Other news in brief
A round up of other news this week.
A round up of other news this week.
On 24 November 2022, the Government published its response to the consultation on the implementation of the OECD’s ‘Mandatory Disclosure Rules for Common Reporting Standard (CRS) Avoidance Arrangements and Opaque Offshore Structures in the UK’ (see our previous article). The UK had previously implemented similar but much broader EU rules (DAC 6) in January 2020 as an EU member state at the time, however shortly before reporting had been due to start on 1 January 2021 these were significantly scaled back to discard the elements that were not in the OECD’s model rules. The new regulations implementing the OECD model rules, which will come into force in the first half of 2023, will replace the existing UK rules (based on Hallmark D of the EU rules) completely. The consultation response notes two recent decisions on the design of the UK implementation of the OECD’s rules. First, it will be welcome news that reporting pre-existing arrangements should only be required for those entered into from 25 June 2018 (rather than 29 October 2014). Second, the Government has decided that it will not provide an online manual system for businesses to report, instead reporting will be required using XML software. HMRC will continue to work with stakeholders to draft guidance on the rules.
On Tuesday 22 November 2022, the Department for Levelling up, Housing and Communities launched a consultation on the Building Safety Levy. The proposed Building Safety Levy, which was announced in February 2021, seeks to ensure that the taxpayer and leaseholders do not have to pay remediation costs involved with fixing unsafe buildings. The levy will be charged on new residential buildings which require building control approval in England and will be paid by developers. The consultation is seeking views on the design and implementation of the levy, including which asset classes it will be chargeable on, how it will be calculated, what the rates will be and who will be responsible for collecting the levy. The consultation will close on 7 February 2023.

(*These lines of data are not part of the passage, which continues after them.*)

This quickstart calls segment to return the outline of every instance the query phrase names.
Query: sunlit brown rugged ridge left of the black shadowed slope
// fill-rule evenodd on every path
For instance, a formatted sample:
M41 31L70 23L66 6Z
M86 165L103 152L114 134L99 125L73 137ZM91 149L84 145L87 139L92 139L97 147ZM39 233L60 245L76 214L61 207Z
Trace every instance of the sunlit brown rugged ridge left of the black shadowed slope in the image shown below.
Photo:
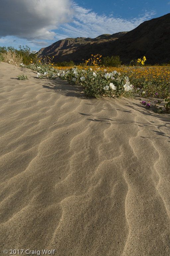
M44 58L54 56L53 62L62 62L73 60L75 63L81 63L89 59L91 54L98 54L106 43L111 44L127 32L119 32L113 35L104 34L96 38L66 38L59 40L48 47L40 49L36 53L39 57Z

From 1 April 2023, the main rate of corporation tax will increase to 25 percent for companies with profits exceeding an ‘upper limit’ of £250,000. A 19 percent 'small profits rate' of corporation tax will apply to companies with profits which do not exceed a ‘lower limit’ of £50,000. If a company’s profits fall between the upper and lower limits, a marginal relief will apply to provide a gradual increase in the corporation tax rate up to the main rate. The upper and lower limits will be proportionally reduced for short accounting periods as well as by the number of ‘associated companies’. Broadly, a company is an associated company of another at any time when one of the two has control of the other, or both are under the control of the same person or persons. The definition of control for these purposes also considers whether there is a relationship of ‘substantial commercial independence’ between the two companies. New regulations, ‘The Corporation Tax Act 2010 (Factors Determining Substantial Commercial Interdependence) Regulations 2022’, coming into force on 1 April 2023, have been published which specify the factors to be taken into account when determining whether a relationship between two companies constitutes ‘substantial commercial interdependence’. The ‘associated companies’ definition will also have relevance for the quarterly instalments payment regime, small claims treatment under the patent box regime, and the capital allowances long life assets rules from 1 April 2023 as it replaces the current ‘51% group companies’ test.